De vos larmes, Seigneur, la source m’est bien chère ;
Mais c’est trop aux bontés que vous avez pour moi ,
Que de laisser régner les tendresses de Père
Jusque dans les yeux d’un grand Roi.
Ce qu’on vous voit ici donner à la Nature
Au rang que vous tenez, Seigneur, fait trop d’injure,
Et j’en dois refuser les touchantes faveurs :
Laissez moins sur vôtre sagesse
Prendre d’empire à vos douleurs,
Et cessez d’honorer mon destin par des pleurs,
Qui dans le cœur d’un Roi montrent de la faiblesse.
Psyché, II, 1, vv.571-581.

Dans L'Ane d'or d'Apulée, Psyché adressait à ses parents une réplique au contenu semblable :

Ac dum maesti parentes et tanto malo perciti nefarium facinus perficere cunctantur, ipsa illa filia talibus eos adhortatur uocibus: "Quid infelicem senectam fletu diutino cruciatis? Quid spiritum uestrum, qui magis meus est, crebris eiulatibus fatigatis? Quid lacrimis inefficacibus ora mihi ueneranda foedatis? Quid laceratis in uestris oculis mea lumina? Quid canitiem scinditis? Quid pectora, quid ubera sancta tunditis?
(IV, 34)

"Or comme les parents extrêmement affligés, éperdus d’un si horrible malencontre, tardent d’exécuter une si maudite méchanceté, l’Infante même les y pressait avec une telle exhortation : Pourquoi tourmentez-vous votre malheureuse vieillesse à force de pleurer ? Pourquoi travaillez-vous votre esprit ? à force de sanglots et de soupirs ? Pourquoi défigurez-vous par vos larmes perdues, et sans efficace, vos visages que j’honore avec tant de respect ? Pourquoi dépecez-vous en vos yeux mes yeux propres ? Pourquoi déchirez-vous votre blanche vieillesse ? Pourquoi frappez-vous vos poitrines ? Pourquoi vos saintes mamelles ?"
(trad. Jean de Montlyard, éd. 1648, p.126-127)
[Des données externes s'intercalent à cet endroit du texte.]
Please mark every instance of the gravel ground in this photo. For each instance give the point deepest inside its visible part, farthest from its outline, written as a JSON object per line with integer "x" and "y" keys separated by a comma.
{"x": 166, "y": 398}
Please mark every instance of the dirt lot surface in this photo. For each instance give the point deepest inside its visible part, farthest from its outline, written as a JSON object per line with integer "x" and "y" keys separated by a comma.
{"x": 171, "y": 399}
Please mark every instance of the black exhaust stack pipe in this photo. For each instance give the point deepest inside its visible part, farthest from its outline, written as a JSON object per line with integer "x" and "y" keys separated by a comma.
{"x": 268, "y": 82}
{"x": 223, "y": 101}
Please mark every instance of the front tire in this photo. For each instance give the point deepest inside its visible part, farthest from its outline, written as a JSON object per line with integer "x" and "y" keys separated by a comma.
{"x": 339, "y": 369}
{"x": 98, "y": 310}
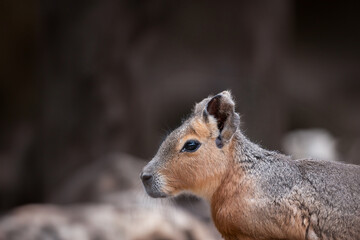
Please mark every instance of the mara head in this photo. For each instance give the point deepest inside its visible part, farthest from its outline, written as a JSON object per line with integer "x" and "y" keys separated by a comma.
{"x": 194, "y": 157}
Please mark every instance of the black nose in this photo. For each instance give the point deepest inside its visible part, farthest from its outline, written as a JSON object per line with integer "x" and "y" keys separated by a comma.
{"x": 145, "y": 177}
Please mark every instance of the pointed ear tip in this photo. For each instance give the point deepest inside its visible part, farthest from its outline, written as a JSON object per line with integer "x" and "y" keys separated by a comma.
{"x": 226, "y": 93}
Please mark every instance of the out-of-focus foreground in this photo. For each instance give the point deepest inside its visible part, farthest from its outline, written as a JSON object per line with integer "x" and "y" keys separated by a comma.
{"x": 84, "y": 81}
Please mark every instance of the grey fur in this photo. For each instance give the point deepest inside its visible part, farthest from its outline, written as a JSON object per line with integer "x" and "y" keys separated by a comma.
{"x": 327, "y": 193}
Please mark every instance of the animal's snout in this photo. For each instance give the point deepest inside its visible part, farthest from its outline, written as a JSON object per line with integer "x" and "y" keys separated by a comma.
{"x": 146, "y": 177}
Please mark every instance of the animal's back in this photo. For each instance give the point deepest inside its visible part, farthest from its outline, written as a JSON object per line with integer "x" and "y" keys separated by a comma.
{"x": 331, "y": 198}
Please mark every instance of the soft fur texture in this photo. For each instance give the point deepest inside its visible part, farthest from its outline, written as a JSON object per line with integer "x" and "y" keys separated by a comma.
{"x": 255, "y": 193}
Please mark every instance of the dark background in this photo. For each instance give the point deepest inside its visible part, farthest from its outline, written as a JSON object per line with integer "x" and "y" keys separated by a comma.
{"x": 82, "y": 79}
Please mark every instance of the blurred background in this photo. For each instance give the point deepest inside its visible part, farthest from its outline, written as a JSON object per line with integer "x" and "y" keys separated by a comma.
{"x": 88, "y": 89}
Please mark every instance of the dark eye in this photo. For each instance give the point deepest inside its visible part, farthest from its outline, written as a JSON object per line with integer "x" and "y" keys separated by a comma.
{"x": 191, "y": 146}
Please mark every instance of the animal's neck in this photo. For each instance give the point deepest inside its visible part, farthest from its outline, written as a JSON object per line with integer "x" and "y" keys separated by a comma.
{"x": 229, "y": 201}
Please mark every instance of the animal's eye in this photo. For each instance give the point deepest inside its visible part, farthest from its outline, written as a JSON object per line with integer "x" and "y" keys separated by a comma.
{"x": 191, "y": 146}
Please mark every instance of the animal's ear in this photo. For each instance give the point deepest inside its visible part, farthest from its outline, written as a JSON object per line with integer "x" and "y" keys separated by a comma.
{"x": 222, "y": 108}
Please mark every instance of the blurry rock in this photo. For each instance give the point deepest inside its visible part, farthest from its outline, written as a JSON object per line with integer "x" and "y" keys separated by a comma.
{"x": 111, "y": 175}
{"x": 314, "y": 143}
{"x": 101, "y": 222}
{"x": 115, "y": 181}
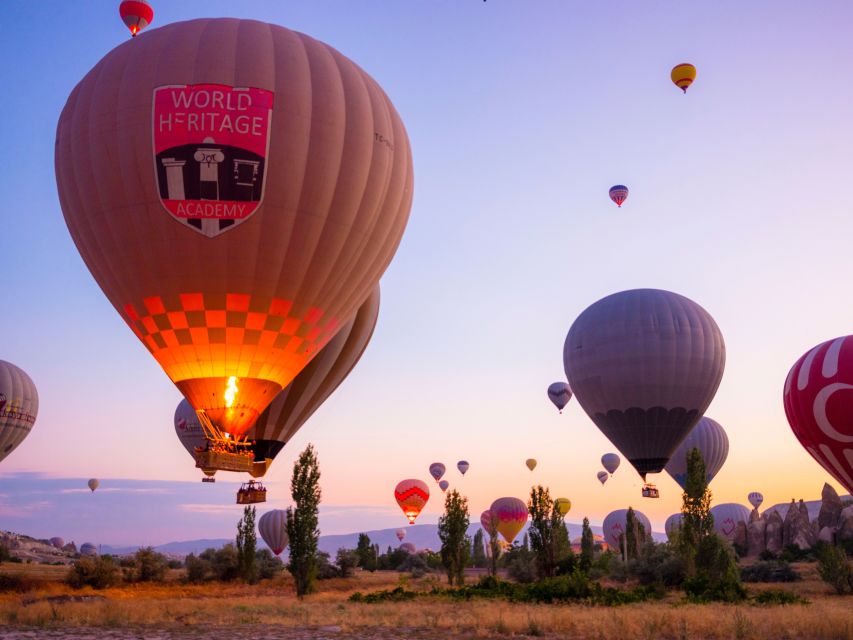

La résignation de Psyché est exprimée dans la Psiche (1649) de Diamante Gabrielli :

Infelice mia figlia,
Cosi dunque te’n vai
Per via di morte al tuo marito incontro ?
Cosi lasso, da tè Nipoti attendo ?
Ma già ch’è scritto in Cielo,
Ch’io semivivo Padre,
Prima del tuo morir, morta ti pianga,
Sien communi l’essequie ;
E se’n vadano unite
L’anime nostre à la lor sede eterna.
Io vuò morir ; ne può vietarlo il Fato ;
Che, se tù sei mio sangue,
Come viver potrei, se resti essangue ?

PSICHE
Genitor, ti consola, e datti pace ;
Sola morrò ; se cosi piace a Dio,
Sia legge il suo volere al voler mio.
(II, 1, texte procuré par Cristina Sara, dans « Psyché di Molière-Corneille e le sue fonti italiane : Francesco di Poggio e Diamante Gabrielli », Franco-Italica, 1, 1992, p. 81-99)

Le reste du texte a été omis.